Prior to the ESWL procedure, each patient received appropriately detailed instructions regarding proper use of a patient-controlled analgesia device (IVAC PCAM^TM, Alaris Medical Systems, Hampshire, UK). Specifically, patients were asked to "push the button" in response to anxiety, and/or the desire to move. After being positioned on the lithotripsy table, an electrocardiogram, a non-invasive blood pressure, and a pulse oximeter (Dinamap^TM Plus, Critikon Inc., Tampa, FL, USA) were applied to each patient. Supplemental oxygen at a flow rate of 2 L·min^–1 was administered via nasal cannulae.

After recording baseline measurements (see below), all patients received midazolam 10 µg·kg^–1, premixed with fentanyl 1 µg·kg^–1 iv. This was followed by a continuous infusion of fentanyl 0.5 µg·kg^–1 ·hr^–1 throughout the case. Patients in group ACS received propofol infused at 200 µg·kg^–1 ·min^–1 for ten minutes, followed by a variable rate infusion between 50–150 µg·kg^–1 ·min^–1, titrated to patient comfort and lack of movement in response to ESWL, and stopped at the end of the ESWL session. Concurrently, patients were given the push button of a patient-controlled analgesia machine that had the same settings as the machine used in group PCS (see below), and 10% intralipid was used to maintain blinding. In contrast, group PCS patients received propofol via the patient-con-trolled analgesia machine with the following settings: propofol bolus dose 300 µg·kg^–1 iv, lockout interval three minutes, and no basal infusion. Concurrently, the blinded anesthesiologist infused 10% intralipid using the same protocol and infusion pump settings that were used in group ACS, and the infusion was terminated at the end of the session. Extracorporeal shockwave lithotripsy began five minutes after admin-istration of the midazolam/fentanyl bolus in both study groups. The urologist, who was also blinded to patient’s group assignment, titrated the shock wave intensity based on patient’s tolerance of the procedure. Rescue analgesia was provided by fentanyl 50 µg iv prn in response to patient request for additional analgesia; or if the surgeon had to temporarily with-hold the shock waves and/or decrease ESWL intensity to 40% of initial settings as a result of patient movement secondary to pain.

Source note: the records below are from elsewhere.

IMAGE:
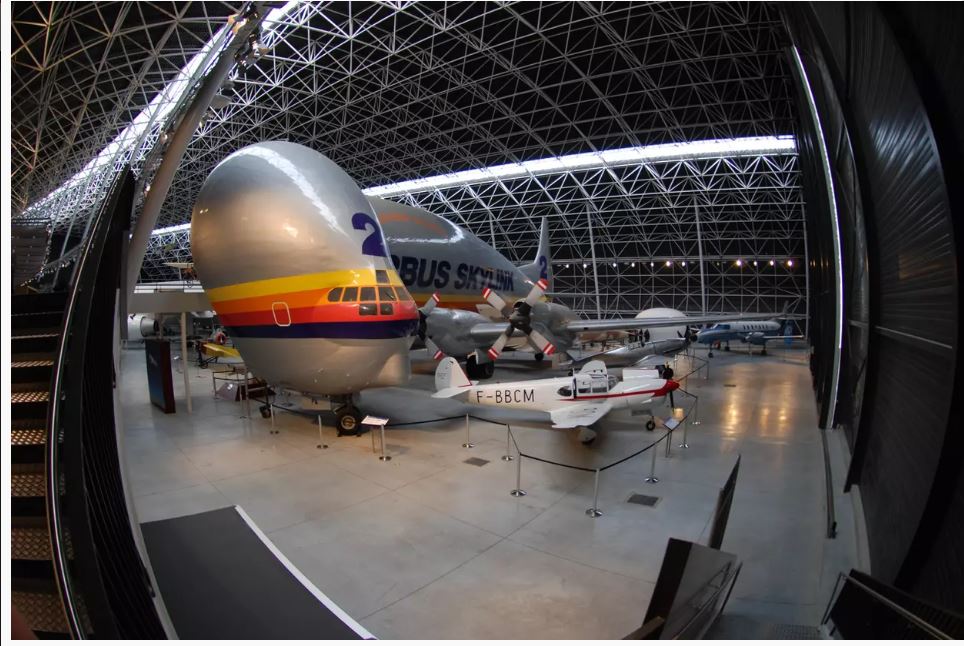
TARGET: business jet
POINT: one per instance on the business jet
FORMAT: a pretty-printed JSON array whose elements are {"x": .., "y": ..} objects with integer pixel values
[
  {"x": 577, "y": 401},
  {"x": 750, "y": 332}
]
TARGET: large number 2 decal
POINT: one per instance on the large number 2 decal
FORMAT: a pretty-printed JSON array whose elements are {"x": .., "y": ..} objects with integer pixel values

Sedation levels were recorded using the A-line ARX index (AAI),⁶ as determined by the A-line^TM monitor (Danmeter A/S, Odense, Denmark). This device extracts the mid-latency auditory evoked potentials from the electroencephalographic signal of the patient using an autoregressive model with an exogenous input (ARX) adaptive method. The method enables extraction of the auditory evoked potentials within 15–25 sweeps, needing only two to six seconds; the AAI is then calculated from this auditory evoked potentials wave. The anesthesiologist responsible for propofol or intralipid titration remained blinded to the AAI readings throughout the trial.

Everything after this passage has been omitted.